Rebuilding Libraries, Restoring Access: Joburg’s Unfinished Work
Libraries Matter—So Why Are So Many Still Closed?
As South Africa marks South African National Libraries Week, the reopening of the Johannesburg City Library has been widely welcomed as a long-overdue restoration of a vital public resource. After nearly five years of closure, its return signals progress—but it also exposes a deeper and more troubling reality: access to libraries across the city remains profoundly unequal. For many residents, particularly in working-class and historically underserved communities, libraries are still out of reach.
More Than Buildings: The Ongoing Struggle for Library Access
As South Africa marked National Libraries Week (17–23 March), the reopening of the Johannesburg City Library was rightly celebrated as a long-overdue victory. After nearly five years of closure, its doors are once again open to students, researchers, and residents who depend on it. But behind this milestone lies a deeper and more uncomfortable truth: access to libraries in Johannesburg remains unequal.
For many communities, especially in working-class and historically underserved areas, the reality has not changed. Libraries in places like Soweto, Ennerdale, Brixton, Jeppestown and Robertsham remain closed or only partially functional. This means that thousands of residents are still cut off from essential resources—quiet study spaces, books, and reliable internet access.
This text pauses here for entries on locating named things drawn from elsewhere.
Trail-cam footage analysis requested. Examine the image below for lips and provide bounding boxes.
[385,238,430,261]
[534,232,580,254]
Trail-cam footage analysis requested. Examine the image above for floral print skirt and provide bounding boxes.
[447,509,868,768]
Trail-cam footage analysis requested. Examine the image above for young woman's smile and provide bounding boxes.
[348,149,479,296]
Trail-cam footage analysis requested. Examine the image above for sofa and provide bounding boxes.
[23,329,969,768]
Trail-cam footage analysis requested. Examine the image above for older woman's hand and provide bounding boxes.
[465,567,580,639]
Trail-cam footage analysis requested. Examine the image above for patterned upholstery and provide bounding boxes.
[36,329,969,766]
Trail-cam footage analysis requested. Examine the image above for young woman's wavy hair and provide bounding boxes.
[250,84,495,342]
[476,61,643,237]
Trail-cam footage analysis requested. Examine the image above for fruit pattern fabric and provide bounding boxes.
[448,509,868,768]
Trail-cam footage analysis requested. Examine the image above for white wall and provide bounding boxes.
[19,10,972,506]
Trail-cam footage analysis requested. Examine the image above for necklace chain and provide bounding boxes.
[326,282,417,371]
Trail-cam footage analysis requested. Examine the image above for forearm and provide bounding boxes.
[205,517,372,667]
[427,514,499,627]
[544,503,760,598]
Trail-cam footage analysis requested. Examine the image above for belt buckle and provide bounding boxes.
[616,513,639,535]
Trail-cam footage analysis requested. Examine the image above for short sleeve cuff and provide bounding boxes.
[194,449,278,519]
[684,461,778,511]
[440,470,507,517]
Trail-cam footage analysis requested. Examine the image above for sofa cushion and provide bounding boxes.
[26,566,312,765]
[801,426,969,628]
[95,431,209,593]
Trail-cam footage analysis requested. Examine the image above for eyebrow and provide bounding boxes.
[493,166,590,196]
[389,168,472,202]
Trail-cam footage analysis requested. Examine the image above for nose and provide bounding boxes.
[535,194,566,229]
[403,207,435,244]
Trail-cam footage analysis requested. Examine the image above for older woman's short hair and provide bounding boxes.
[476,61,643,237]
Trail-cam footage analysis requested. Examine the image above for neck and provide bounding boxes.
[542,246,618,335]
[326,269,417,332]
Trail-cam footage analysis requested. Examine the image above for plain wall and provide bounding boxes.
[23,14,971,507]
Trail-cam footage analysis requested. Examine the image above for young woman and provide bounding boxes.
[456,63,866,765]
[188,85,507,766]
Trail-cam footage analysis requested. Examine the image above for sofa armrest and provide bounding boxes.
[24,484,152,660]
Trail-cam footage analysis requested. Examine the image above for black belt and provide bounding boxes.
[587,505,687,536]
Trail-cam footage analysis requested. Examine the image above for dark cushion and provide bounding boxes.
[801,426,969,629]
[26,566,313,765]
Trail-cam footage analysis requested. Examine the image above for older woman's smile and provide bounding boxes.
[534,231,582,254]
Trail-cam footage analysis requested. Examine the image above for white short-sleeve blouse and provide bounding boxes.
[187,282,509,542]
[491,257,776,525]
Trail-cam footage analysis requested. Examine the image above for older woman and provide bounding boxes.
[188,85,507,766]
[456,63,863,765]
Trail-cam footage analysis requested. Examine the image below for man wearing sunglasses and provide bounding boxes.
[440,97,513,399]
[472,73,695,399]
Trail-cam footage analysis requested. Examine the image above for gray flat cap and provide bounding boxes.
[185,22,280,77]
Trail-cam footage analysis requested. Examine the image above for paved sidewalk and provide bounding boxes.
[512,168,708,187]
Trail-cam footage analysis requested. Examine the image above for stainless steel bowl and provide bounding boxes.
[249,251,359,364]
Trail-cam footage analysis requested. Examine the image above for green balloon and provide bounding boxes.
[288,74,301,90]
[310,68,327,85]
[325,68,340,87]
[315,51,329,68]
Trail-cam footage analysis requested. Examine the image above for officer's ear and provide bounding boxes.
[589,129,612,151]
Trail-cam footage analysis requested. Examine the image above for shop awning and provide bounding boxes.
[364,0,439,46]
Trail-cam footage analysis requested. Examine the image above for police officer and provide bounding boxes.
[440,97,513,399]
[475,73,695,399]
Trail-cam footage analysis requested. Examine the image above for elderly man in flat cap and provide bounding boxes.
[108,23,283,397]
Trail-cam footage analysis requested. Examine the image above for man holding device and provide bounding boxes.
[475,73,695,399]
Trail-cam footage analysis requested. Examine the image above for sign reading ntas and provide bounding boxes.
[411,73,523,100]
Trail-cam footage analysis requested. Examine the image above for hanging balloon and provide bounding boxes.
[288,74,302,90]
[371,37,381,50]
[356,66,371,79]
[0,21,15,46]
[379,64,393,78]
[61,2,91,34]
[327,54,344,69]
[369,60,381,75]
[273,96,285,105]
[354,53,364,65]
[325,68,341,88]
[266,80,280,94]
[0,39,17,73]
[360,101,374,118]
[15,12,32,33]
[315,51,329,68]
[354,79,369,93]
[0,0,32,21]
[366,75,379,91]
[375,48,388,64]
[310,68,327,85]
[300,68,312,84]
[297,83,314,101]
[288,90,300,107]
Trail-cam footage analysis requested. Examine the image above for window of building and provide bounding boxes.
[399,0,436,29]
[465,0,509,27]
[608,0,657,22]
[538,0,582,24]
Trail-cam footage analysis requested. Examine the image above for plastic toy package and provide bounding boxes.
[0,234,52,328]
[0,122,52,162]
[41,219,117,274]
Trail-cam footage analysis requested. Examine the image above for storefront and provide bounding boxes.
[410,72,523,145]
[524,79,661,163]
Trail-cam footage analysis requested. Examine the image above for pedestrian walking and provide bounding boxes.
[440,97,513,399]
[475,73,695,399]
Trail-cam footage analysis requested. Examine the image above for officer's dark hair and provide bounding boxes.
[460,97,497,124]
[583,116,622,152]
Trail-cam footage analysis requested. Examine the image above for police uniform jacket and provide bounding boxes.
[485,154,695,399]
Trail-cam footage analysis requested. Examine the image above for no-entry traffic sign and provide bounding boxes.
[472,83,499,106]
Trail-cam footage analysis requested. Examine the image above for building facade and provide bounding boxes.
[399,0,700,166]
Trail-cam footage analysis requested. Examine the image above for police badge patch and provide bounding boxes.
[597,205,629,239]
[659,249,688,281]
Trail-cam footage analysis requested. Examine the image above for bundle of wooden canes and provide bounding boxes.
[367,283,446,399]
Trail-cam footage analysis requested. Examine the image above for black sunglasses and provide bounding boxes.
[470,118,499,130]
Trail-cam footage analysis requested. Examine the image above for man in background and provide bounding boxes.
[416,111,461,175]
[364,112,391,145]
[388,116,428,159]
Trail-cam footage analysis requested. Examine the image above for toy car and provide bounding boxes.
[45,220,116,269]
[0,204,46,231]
Libraries are often treated as optional extras in city planning, but they are anything but. They are vital public spaces that support education, job-seeking, and civic participation. For residents without access to stable connectivity or safe environments at home, libraries are a lifeline. When they are closed or inaccessible, inequality deepens.
Even where libraries are open, access is limited. Many facilities are closed over weekends and after working hours—the very times when students and working people need them most. The continued closure of libraries on Saturdays, in particular, reflects a system that is not designed around the needs of residents.
The state of Johannesburg’s libraries mirrors broader governance challenges: poor maintenance, slow infrastructure delivery, and weak accountability. While the reopening of the central library shows what is possible, it also highlights how much more needs to be done.
Rebuilding Johannesburg’s library system is not just about fixing buildings—it’s about restoring access, dignity, and opportunity. If the city is serious about equality, then libraries must be prioritised, fully reopened, and made accessible to all.